October is National Breast Cancer Awareness Month

You may be wondering why the world turned pink all of a sudden! Watching a football game earlier this month, my husband said, “What’s with the pink?” He was referring to the shoes, arm bands and ball caps worn by both the players as well as guys on the sidelines. I explained to him that it is National Breast Cancer Awareness Month and that the NFL must be joining in with their support. Pretty cool if you ask me. With pink support all around us, from laundry detergent and chocolate manufacturers, to office supplies and retail stores such as Ann Taylor and Estee Lauder, it’s hard not to be inspired to participate.

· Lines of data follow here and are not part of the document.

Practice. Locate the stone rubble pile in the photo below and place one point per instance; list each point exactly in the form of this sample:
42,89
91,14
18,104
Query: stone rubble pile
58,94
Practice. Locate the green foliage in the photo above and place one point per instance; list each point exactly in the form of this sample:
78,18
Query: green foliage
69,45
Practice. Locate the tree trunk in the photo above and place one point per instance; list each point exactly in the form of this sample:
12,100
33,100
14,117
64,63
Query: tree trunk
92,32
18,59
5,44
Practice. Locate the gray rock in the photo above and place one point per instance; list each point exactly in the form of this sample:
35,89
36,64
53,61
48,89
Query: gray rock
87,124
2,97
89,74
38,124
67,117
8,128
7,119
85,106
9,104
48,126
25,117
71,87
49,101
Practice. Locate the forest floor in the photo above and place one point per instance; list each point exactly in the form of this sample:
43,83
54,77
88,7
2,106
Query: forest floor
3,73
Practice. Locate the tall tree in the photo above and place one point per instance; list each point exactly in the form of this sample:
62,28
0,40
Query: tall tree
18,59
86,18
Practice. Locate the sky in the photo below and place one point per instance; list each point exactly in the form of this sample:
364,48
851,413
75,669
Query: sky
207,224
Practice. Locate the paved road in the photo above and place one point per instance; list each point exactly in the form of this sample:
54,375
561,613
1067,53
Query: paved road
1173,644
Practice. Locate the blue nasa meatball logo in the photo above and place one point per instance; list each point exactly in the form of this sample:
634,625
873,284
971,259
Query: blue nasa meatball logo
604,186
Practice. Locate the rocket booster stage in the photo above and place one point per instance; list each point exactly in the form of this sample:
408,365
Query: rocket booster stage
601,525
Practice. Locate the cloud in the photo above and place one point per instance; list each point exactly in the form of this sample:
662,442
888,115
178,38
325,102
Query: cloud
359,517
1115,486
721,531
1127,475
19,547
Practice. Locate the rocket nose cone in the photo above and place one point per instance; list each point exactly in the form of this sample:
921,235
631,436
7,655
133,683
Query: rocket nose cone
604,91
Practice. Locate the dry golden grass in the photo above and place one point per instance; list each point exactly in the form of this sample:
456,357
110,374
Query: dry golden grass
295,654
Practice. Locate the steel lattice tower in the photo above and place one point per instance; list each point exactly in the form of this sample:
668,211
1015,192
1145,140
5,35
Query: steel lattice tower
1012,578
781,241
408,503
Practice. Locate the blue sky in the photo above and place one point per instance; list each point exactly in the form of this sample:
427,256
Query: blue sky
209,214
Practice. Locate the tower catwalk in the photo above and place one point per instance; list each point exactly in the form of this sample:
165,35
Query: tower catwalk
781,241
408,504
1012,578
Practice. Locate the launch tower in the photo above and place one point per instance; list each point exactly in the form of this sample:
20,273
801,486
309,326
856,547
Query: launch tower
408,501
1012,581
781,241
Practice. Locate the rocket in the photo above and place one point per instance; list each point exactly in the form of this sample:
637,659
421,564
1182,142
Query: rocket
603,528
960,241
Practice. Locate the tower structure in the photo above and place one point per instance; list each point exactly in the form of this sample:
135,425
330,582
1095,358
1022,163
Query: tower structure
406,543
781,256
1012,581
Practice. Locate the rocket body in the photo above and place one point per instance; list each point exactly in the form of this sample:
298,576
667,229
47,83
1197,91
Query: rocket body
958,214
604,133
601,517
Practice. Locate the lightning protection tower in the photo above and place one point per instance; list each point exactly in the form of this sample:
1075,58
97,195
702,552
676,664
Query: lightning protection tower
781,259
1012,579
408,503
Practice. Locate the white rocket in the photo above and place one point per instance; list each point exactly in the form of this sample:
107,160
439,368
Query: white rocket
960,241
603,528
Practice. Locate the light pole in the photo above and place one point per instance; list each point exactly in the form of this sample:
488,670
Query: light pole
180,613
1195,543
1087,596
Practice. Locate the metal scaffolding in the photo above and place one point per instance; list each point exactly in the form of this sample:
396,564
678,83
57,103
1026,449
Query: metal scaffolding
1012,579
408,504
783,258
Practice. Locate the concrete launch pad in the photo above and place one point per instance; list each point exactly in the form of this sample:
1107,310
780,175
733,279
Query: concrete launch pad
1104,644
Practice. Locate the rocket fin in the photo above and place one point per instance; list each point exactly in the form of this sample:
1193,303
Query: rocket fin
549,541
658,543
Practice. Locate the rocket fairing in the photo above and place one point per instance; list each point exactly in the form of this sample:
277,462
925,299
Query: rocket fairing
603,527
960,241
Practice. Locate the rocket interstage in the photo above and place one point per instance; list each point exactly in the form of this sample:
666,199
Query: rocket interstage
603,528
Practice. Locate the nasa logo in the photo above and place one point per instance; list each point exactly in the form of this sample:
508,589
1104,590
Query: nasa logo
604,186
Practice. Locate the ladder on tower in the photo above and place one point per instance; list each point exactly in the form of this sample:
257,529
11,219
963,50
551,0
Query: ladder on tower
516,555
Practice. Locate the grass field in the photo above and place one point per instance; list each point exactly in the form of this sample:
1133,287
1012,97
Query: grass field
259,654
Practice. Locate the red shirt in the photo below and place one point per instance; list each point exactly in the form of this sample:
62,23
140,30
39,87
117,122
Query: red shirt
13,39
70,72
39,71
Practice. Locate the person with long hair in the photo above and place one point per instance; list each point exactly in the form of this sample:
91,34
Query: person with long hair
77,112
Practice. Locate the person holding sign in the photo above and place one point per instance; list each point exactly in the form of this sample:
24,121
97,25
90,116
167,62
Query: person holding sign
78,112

As many of you know, we chose to support the Susan G. Komen foundation as our ‘company charity’ in response to one of our team members who was diagnosed last year. We wanted to thank those of you who responded to our August article with stories of your own and encourage you to continue to do so. Unfortunately breast cancer has touched so many of us and almost all of us know someone who has had it, be it our friend, sister, mother, daughter, or grandmother. As a part of Spectrum’s ‘Go Pink’ campaign in support of Komen for the Cure, we wanted to share some interesting history about National Breast Cancer Awareness Month with you:

October is the official month for the annual international health campaign organized by major breast cancer charities in order to increase awareness and to raise funds for research into its cause, prevention and cure. The campaign also offers information and support to those affected by breast cancer, and encourages awareness of the importance of early detection. 

In 1985 AstraZeneca, which manufactures breast cancer drugs Arimidex and Tamoxifen, founded the National Breast Cancer Awareness Month. The aim from the start has been to promote mammography as the most effective weapon in the fight against breast cancer.

In 1983 the Race for the Cure was held for the first time in Dallas, Texas, where 800 people participated. According to the organizers, by 2002 the number of participants reached 1.3 million and the event was held in over 100 US cities. The event is also being organized in several other parts of the World.

In the fall of 1991, the Susan G. Komen Foundation handed out Pink Ribbons to participants in its New York City race for breast cancer survivors. 

In 1993 Evelyn Lauder, Senior Corporate Vice President of the Estée Lauder Companies founded The Breast Cancer Research Foundation and established the Pink Ribbon as its official symbol.

In October 2008 the White House was decorated pink in honor of National Breast Cancer Awareness Month.  And Estée Lauder Companies have arranged to have more than a dozen world-famous landmarks illuminated in pink light to draw attention to the importance of mammography screening for early diagnosis of breast cancer as well as the research for finding ways to cure and prevent breast cancer.  Some of these landmarks have included Niagara Falls, Sydney’s Harbour Bridge, and Tokyo Tower to name a few.

During the month of October, people raise money by participating in or organizing activities such as a “pink day” (when employees wear pink clothing or accessories) at work. The money raised is donated to the organizers’ choice of breast cancer care or research programs.  Let us join together in the fight against it and help researchers find out how to prevent it, and how to cure it!